Amnesty International: Egypt’s NSA uses systemic violations to intimidate activists into silence
On Wednesday, Amnesty International said that the National Security Agency in Egypt uses systemic violations against human rights and political activists. “Egypt’s feared National Security Agency is increasingly using a well-honed pattern of repeated summons, coercive questioning, arbitrary detention and torture – known informally as “monitoring” – against human rights and political activists to intimidate them into silence,” said Amnesty International.
In a report titled, “This will only end when you die’, Amnesty International added that the NSA, which is a ministry of interior police force that specialises in policing political cases, has escalated since 2019 its use of summons and coercive questioning, without prosecution warrants and in absence of defence lawyers. “The NSA officers conduct these measures without judicial orders or legal grounds in violation of international law and standards, as well as the Egyptian constitution and code of criminal procedures,” reads the report.
Amnesty’s report documented how the NSA used monitoring measures to intimidate 19 men and seven women between 2020 and 2021. Agency officers threatened the activists with imprisonment and torture against them and their families if they adhered to silence or equivocation during interrogations. “This new NSA tactic of persistent intimidation and harassment of activists, lawyers and NGO workers is one that is destroying lives,” said Philip Luther, Amnesty International’s Middle East and North Africa Director. Although the report asserted that it is impossible to survey the activities of this enormous agency, the organisations managed to gather information from six governorates, including Cairo, Giza, Alexandria, Qaluibya, Dakahliya and Gharbiya, what suggests widespread use of such violations.

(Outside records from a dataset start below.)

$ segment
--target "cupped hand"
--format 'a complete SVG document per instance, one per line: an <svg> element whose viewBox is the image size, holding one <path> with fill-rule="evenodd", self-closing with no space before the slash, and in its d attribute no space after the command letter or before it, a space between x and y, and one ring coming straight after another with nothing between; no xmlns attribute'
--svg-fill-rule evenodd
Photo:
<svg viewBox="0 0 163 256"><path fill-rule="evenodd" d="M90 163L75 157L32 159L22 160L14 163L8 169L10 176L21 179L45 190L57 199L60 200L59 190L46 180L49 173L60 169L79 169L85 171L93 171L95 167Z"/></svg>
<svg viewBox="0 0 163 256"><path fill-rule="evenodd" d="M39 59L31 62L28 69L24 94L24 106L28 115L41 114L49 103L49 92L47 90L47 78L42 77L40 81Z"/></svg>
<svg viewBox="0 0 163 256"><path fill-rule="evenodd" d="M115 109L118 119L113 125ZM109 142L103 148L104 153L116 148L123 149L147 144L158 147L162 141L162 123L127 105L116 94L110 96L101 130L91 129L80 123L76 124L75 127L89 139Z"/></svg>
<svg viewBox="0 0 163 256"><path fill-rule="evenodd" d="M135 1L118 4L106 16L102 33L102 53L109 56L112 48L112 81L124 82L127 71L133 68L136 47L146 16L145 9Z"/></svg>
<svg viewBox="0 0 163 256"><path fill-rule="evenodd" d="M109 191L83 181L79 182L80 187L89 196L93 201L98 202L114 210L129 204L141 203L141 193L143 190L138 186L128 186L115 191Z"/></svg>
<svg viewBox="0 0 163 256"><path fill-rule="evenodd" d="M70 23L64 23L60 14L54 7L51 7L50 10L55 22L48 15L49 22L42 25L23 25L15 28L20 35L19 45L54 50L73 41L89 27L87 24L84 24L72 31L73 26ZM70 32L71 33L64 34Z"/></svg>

Egyptian expert in security studies, Ahmed Sayed, commented on the report, telling Egypt Watch that the NSA was known of such activities during the mandate of the overthrown president Mohamed Hosni Mubarak, and its violations were among the main causes behind the 25th of January Revolution. After the revolution, the agency withdrew from public and changed its name from the “State Security Agency” to the “National Security Agency.” Sayed explained that under Mubarak, and in spite of the absolute power of the agency, it was possible to complain about violations before the public prosecution and their activities were limited, “but under Sisi, it turned to be a beast above any oversight,” said Sayed. Moreover, the prosecution has turned into an organ of the agency to legalise its persecution of activists.